Breadth NoticeLast Thursday one portfolio manager commented he didn't see any reason for the 32.31 point decline in the S&P 500 Index. Perhaps he had not recently looked at the Advance-Decline Summation Index chart, one of the tools used to measure market breadth. In addition, the Stock Trader's Almanac reports September is the worst month of the year. Further, the week after September futures and options expiration is statistically the worst week of the year. While there may have been no in specific fundamental news, perhaps an answer can be found in the technical indicators.

In our market review, we explore the current market breadth including charts along with some thoughts about hedging.

 

Review Notes Clip ArtS&P 500 Index (SPX) 1982.85 last week we noted the Friday key reversal after making new highs so last Monday's decline was expected however, Thursday's 32.31-point drop to close below support at 1980 was unexpected.

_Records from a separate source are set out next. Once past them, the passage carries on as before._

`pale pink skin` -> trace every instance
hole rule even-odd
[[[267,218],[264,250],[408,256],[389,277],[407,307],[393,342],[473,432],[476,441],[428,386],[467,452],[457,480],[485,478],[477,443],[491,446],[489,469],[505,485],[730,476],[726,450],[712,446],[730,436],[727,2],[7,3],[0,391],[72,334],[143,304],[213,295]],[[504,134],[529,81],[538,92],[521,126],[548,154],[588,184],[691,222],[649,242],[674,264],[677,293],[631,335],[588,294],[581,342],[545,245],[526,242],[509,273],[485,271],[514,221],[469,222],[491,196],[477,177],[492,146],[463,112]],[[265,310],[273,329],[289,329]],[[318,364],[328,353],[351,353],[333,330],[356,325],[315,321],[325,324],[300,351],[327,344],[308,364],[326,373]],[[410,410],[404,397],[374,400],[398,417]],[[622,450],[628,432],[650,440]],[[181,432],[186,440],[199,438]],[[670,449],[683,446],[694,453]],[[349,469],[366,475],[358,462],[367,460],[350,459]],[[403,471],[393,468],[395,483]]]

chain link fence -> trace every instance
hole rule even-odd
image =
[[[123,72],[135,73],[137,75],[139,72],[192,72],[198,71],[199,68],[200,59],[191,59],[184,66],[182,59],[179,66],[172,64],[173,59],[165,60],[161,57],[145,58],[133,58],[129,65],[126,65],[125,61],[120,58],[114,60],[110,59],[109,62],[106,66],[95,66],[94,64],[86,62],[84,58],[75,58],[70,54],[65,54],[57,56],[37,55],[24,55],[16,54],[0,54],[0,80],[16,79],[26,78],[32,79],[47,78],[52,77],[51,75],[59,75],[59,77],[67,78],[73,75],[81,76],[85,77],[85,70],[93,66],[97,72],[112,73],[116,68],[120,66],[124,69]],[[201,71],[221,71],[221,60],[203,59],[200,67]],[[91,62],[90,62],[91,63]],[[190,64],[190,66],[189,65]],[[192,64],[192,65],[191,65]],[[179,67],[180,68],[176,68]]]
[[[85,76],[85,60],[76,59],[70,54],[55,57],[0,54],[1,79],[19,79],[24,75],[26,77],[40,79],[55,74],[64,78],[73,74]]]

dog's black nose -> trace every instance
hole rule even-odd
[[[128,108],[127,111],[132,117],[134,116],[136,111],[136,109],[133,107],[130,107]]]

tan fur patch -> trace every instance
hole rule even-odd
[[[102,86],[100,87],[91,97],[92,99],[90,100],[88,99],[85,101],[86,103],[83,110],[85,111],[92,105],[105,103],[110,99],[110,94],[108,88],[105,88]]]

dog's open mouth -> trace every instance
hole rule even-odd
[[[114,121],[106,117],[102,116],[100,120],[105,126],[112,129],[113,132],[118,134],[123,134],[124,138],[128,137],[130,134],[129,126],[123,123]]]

For reference, the upward sloping trendline from the November 16, 2012 low defining the intermediate term trend now crosses at 1946.48, about 1.8% lower. If the decline should continue, we expect to see support at this level.

iShares Russell 2000 (IWM) 111.12 remaining relative weak and diverging from the big capitalization indexes it continues to reflect deteriorating market breadth despite dollar strength that favors domestic small capitalization stocks. Since an unlikely potential double top continues as the operative technical pattern, activated on a close down near 108 just over 3 points lower, stay focused on IWM.

Powershares QQQ (QQQ) 98.78 since breaking out above the July 24 high at 97.51 it remains the relative strength leader. The bullish interpretation says it successfully retested the breakout above 97.50 and will now resume trending higher. The operative short- term uptrend from the April 15 low at 83.28 now crosses at 98.82 so a further decline will challenge the bullish view suggesting it will accelerate lower to close the relative strength gap with the S&P 500 Index.

CBOE Volatility Index® (VIX) 14.85, up 2.74 for the week, it appears to be trending higher from the August 24 low of 11.24 reflecting increased market uncertainty.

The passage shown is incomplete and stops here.